Le portage et le mouvement
Porter bébé contre soi, en écharpe ou en porte-bébé physiologique, est l’une des stratégies les plus plébiscitées par les parents — et par les pédiatres. Le contact corporel, la chaleur, le mouvement rythmique et le bruit du cœur semblent avoir un effet apaisant réel. Certaines études ont montré qu’augmenter le temps de portage quotidien réduisait la durée des pleurs chez les nourrissons. Le balancement doux, la promenade en voiture ou la position « ventre contre avant-bras » (dite position du footballeur) sont également souvent efficaces lors des crises.
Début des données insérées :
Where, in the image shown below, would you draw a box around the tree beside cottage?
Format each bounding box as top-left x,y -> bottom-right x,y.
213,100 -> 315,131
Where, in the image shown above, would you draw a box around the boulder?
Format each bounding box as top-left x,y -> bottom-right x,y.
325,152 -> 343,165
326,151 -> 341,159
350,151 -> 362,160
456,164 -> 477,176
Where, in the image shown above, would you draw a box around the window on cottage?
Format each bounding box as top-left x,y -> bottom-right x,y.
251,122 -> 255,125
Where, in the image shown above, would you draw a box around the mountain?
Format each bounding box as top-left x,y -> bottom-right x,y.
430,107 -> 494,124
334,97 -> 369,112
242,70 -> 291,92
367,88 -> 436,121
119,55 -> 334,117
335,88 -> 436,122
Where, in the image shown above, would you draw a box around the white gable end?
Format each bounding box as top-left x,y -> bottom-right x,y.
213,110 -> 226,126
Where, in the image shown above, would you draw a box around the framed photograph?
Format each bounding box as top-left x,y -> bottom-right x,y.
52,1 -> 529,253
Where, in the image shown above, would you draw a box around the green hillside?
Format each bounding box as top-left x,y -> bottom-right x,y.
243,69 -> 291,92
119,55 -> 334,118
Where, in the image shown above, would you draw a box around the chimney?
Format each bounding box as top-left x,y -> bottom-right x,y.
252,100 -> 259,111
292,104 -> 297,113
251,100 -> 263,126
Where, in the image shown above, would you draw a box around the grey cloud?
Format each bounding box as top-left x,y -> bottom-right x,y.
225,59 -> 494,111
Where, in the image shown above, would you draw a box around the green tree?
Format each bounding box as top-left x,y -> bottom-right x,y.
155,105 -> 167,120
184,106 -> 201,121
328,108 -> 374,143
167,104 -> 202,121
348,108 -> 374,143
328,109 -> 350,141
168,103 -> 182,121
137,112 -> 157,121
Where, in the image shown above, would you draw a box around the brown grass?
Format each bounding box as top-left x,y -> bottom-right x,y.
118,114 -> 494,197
Les probiotiques : une piste sérieuse
Le Lactobacillus reuteri DSM 17938 est la souche probiotique la plus étudiée dans le cadre des coliques. Plusieurs essais cliniques ont montré une réduction significative de la durée des pleurs chez les nourrissons allaités supplémentés avec ce probiotique. Les résultats sont plus mitigés chez les bébés nourris au lait artificiel. Demandez l’avis de votre pédiatre ou de votre médecin traitant avant d’en donner à votre bébé — mais sachez que c’est une option sérieuse, pas une simple mode.
Adapter l’alimentation maternelle ou le lait artificiel
Si vous allaitez, certains professionnels de santé suggèrent d’observer si l’élimination temporaire des produits laitiers de votre alimentation modifie les symptômes de votre bébé. Les protéines de lait de vache peuvent passer dans le lait maternel et provoquer une réaction chez les nourrissons sensibles. Ce n’est pas une cause universelle, mais cela vaut la peine d’être exploré avec un professionnel. Pour les bébés nourris au biberon, certains laits dits « confort » ou hydrolysés peuvent être envisagés, toujours sur avis médical.
Ce qui ne sert à rien (voire ce qui est déconseillé)
Les gouttes à base de siméticone (destinées à réduire les gaz) sont largement prescrites, mais leur efficacité n’a pas été prouvée de manière convaincante par les études cliniques. Les tisanes à base de fenouil ou d’anis étoilé, bien que traditionnellement utilisées, ne sont pas recommandées pour les nourrissons en raison de risques potentiels. Et certains médicaments anciennement utilisés contre les spasmes intestinaux chez le bébé ont été retirés du marché pour des raisons de sécurité.
Prendre soin de soi quand bébé a des coliques
Les coliques sont une épreuve pour le bébé, mais aussi — et c’est important de le dire — pour les parents. L’épuisement, la culpabilité, l’impuissance face aux pleurs d’un enfant que l’on ne peut pas consoler : tout cela peut peser très lourd sur le moral et la relation de couple.
Plusieurs études ont établi un lien entre les pleurs excessifs du nourrisson et le risque accru de dépression post-partum chez la mère, mais aussi chez le père. Ce n’est pas une fatalité, mais c’est un signal qui mérite attention. Alterner les nuits, accepter l’aide de l’entourage, ne pas hésiter à poser bébé en sécurité dans son lit le temps de reprendre son souffle : ce sont des gestes essentiels, pas des aveux de faiblesse.
Si vous sentez que vous n’en pouvez plus, que la situation dépasse vos forces, parlez-en à votre médecin, à votre sage-femme ou à la PMI. Des soutiens existent. Et surtout : le fait que votre bébé ait des coliques ne dit rien de vous en tant que parent.
Les coliques du nourrisson sont l’une de ces réalités de la parentalité dont on parle trop peu avant la naissance — et qui peuvent prendre les parents totalement par surprise. Elles finissent. Toujours. Et souvent, de l’autre côté de ces semaines difficiles, apparaît un bébé qui sourit, qui s’éveille, qui découvre le monde. Tenir bon jusque-là, c’est déjà beaucoup.